The Student Body: Short Stories About College Students and Professors
by Vicki Urquhart
If ever a book cover belied its contents The Student Body: Short Stories About College Students and Professors does. Don’ t be put off by the title and the unfortunate choice of headless torsos used as cover art. Beyond these obstacles is a collection of funny, sad, sardonic, self-effacing, and tender tales. The characters are recognizable, the settings are familiar, and the situations are believable.
It is evident that editor John McNally, assistant professor of English at Wake Forest University in Winston-Salem, North Carolina, carefully selected and skillfully juxtaposed these narratives. Opening with Richard Russo’s “The Whore’ s Child,” McNally offers a story of a dour old nun who buffets every attempt by the instructor to shape her writing. She has already lived her life and has no interest in creating a fiction; rather, she joins the class to record both memoir and lesson.
Alternately, in the second story, a young man and woman are just beginning their adult lives. In Amy Knox Brown’s “Strip Battleship,” their youthful sexual explorations seem innocent and light compared to the nun’s life of sadness and adversity. Her story is at an end, while theirs is just beginning, and they have much to learn about life, love, and loyalty.
McNally strengthens the collection by including selections from well-established writers as well as newcomers. His division of the book into two sections, either student or faculty, is simplistic, but it does impose order on the seventeen different stories.
Nonetheless, these narratives are really just about people–neither students nor faculty in particular, and many are equally stories of students and faculty.

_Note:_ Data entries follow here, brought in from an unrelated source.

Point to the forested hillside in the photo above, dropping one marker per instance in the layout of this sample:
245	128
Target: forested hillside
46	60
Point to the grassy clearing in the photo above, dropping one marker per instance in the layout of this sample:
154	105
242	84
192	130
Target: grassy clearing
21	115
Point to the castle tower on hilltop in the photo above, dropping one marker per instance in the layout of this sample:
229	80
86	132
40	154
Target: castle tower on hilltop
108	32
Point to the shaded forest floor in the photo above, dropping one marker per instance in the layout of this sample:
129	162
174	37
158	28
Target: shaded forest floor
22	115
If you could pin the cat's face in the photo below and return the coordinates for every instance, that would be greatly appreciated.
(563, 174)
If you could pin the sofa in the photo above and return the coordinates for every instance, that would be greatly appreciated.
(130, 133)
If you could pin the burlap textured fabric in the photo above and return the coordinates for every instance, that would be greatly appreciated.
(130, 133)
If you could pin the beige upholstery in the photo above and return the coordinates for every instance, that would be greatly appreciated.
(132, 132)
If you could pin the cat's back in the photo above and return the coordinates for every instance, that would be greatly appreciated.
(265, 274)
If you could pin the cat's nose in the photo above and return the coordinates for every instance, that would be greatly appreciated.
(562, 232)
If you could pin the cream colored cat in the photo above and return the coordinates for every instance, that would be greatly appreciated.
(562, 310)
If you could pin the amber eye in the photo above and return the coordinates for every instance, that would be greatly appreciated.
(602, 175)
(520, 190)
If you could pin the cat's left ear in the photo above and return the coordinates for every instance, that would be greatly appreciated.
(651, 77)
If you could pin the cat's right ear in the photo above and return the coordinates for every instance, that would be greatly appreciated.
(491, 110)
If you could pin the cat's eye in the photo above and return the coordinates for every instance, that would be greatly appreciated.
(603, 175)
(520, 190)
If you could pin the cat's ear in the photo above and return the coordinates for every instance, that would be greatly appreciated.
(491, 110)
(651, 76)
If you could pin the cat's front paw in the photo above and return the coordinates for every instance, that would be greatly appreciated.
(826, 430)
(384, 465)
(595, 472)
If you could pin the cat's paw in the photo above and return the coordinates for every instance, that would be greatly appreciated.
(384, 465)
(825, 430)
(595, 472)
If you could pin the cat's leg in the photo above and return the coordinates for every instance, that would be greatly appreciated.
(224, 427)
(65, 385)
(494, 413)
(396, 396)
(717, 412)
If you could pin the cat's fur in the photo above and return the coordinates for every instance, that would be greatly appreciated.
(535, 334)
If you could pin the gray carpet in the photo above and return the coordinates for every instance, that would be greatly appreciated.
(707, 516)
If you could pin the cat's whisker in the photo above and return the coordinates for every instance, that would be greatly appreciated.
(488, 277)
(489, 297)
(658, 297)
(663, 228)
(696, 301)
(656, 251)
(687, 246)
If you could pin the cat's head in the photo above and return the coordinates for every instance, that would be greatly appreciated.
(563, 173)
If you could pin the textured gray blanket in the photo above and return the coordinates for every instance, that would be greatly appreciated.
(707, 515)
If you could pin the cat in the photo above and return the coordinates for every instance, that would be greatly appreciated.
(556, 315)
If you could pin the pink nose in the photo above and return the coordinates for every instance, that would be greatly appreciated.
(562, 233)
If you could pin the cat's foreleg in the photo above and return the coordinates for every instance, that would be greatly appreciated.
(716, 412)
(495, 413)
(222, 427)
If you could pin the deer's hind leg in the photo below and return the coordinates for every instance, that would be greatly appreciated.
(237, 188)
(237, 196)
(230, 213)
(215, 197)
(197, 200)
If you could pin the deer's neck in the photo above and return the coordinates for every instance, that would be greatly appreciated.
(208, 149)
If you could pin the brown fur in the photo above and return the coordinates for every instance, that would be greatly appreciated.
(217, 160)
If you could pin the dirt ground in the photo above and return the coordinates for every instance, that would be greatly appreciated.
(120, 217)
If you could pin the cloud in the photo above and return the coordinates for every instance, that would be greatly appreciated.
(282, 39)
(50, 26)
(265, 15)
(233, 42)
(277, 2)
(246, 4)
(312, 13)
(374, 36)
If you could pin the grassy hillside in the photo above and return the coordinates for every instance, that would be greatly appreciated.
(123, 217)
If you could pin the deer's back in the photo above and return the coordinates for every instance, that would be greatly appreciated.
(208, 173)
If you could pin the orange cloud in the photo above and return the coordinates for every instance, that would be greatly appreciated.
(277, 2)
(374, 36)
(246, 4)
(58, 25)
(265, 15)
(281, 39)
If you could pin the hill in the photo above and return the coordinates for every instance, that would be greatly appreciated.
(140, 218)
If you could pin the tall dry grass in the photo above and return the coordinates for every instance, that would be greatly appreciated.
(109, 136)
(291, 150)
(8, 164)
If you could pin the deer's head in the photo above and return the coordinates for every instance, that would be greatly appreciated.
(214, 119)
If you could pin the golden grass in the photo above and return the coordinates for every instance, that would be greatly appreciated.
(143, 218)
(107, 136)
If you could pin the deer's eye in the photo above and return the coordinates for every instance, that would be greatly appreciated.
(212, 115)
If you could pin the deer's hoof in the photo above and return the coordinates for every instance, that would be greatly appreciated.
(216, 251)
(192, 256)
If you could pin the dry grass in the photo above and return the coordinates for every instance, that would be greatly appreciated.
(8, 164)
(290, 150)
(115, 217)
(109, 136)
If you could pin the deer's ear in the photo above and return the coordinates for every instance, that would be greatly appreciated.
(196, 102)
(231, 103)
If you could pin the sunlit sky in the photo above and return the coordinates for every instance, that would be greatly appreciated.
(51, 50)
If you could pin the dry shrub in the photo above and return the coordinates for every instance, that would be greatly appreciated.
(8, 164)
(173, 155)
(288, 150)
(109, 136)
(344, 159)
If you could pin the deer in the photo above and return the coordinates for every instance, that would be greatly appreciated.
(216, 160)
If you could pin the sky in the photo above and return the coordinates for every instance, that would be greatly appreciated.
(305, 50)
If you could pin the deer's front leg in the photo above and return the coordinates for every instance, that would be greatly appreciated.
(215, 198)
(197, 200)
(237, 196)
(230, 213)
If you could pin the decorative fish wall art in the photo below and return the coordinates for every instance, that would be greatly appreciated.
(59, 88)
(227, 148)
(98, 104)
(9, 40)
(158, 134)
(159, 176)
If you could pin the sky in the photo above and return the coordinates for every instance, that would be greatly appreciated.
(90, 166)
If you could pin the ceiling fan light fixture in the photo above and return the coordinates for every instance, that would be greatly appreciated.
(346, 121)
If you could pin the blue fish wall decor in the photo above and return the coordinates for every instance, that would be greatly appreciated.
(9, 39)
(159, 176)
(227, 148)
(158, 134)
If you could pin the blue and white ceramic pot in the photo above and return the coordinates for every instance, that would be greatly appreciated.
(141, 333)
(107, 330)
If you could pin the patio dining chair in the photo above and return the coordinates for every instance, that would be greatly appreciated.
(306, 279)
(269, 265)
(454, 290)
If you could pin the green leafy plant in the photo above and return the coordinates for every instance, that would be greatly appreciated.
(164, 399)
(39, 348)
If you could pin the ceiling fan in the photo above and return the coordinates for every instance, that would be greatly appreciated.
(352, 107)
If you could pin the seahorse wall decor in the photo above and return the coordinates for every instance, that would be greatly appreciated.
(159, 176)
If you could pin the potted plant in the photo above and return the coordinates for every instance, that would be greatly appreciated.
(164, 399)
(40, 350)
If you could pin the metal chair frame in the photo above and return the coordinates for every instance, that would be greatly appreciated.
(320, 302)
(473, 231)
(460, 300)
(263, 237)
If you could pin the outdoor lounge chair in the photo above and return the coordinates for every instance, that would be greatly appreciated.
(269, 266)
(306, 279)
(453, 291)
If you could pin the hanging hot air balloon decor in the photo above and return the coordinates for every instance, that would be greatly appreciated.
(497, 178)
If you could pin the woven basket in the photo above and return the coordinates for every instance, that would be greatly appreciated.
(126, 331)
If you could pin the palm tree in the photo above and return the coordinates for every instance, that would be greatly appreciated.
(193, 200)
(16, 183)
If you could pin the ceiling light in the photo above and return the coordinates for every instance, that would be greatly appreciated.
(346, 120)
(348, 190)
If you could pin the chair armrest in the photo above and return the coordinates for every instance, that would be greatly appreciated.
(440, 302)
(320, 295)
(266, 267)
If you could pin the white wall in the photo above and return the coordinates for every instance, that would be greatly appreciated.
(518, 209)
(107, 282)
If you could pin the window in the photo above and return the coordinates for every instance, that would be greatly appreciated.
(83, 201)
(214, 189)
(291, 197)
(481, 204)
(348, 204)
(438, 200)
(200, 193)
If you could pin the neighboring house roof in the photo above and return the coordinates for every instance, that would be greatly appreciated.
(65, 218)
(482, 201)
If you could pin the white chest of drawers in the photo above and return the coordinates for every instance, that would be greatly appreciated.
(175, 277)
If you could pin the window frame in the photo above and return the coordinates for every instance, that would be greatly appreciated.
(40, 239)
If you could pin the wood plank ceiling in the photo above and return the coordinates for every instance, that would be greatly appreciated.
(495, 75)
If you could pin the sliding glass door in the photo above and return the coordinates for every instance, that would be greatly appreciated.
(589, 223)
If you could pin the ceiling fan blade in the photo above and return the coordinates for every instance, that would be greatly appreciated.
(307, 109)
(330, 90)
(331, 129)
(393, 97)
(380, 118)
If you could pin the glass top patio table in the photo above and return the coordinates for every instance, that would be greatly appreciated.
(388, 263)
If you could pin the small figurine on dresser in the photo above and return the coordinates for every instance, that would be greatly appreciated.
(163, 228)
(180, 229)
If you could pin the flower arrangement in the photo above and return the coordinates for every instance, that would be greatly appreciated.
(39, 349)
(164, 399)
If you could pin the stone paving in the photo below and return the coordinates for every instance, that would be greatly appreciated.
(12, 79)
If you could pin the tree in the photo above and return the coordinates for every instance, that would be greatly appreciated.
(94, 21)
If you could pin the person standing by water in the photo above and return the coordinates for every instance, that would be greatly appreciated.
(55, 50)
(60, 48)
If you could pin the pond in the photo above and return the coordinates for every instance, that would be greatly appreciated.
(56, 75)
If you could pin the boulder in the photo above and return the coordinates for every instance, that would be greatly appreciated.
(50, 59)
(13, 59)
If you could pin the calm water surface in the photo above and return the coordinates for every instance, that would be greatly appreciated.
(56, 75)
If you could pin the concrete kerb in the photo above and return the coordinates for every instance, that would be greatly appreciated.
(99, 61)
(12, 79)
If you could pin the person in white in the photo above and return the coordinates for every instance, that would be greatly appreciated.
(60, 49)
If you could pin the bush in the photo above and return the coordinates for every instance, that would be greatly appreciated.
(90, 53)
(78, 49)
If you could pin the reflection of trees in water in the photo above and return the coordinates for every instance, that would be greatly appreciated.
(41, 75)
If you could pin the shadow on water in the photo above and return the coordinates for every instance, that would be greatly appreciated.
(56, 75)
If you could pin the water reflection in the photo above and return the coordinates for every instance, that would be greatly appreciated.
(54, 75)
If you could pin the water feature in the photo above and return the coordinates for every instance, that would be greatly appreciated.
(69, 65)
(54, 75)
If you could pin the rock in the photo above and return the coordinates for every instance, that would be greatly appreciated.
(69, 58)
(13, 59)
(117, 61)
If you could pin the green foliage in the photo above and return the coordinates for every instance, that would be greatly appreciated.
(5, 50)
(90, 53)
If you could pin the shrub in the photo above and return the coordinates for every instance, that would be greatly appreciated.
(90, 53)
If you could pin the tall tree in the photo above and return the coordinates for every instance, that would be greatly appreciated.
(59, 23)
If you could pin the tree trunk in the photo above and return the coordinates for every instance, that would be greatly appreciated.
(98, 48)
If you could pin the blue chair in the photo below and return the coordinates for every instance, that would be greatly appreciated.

I confess to having found the stories about students infinitely more interesting, and the stories about faculty far too predictable. Among the student stories, for instance, are the strident tones of Rebecca Lee’s “The Banks of the Vistula,” reflecting the broader campus milieu of youthful political convictions. And it is into the student stories that McNally surprisingly interjects Stephen King’s “Strawberry Spring,” a teasing tale that raises more questions about the narrator’s guilt or innocence then it answers. An obsessed student’s infatuation with his professor also has a clever twist in Joe Schraufnagel’s “Like Whiskey for Christmas.”
The faculty stories effuse adults who suffer from ill-formed and unsatisfying relationships. Ron Carlson’s “Hartwell,” for instance, introduces a self-deluded, lonely, aging professor headed for hurt and humiliation because of his infatuation with a student. In “Professors” by Tom Whalen, the greatest challenge for one female student apparently has nothing to do with academics and everything to do with staying out of the clutches of more than one of her depraved professors. More stories of sad divorcees, confused wives, and men and women desperate for love follow, and why wouldn’ t they? A college campus is as good a lens as any under which to scrutinize relationships.
These faculty stories are painful reminders that a life in academe can be as personally limiting as it is intellectually freeing.
McNally includes brief biographical information about the authors at the end of the collection. This is a nice touch, and readers can quickly glance through it. Creative writing instructors will want to read this collection for themselves, and then use it in their writing classes.
Ultimately, this anthology is best summed up in the words of
an unnamed student in the first story’s creative writing class who listens to what the nun has written and says, “I really liked this story. It feels real.”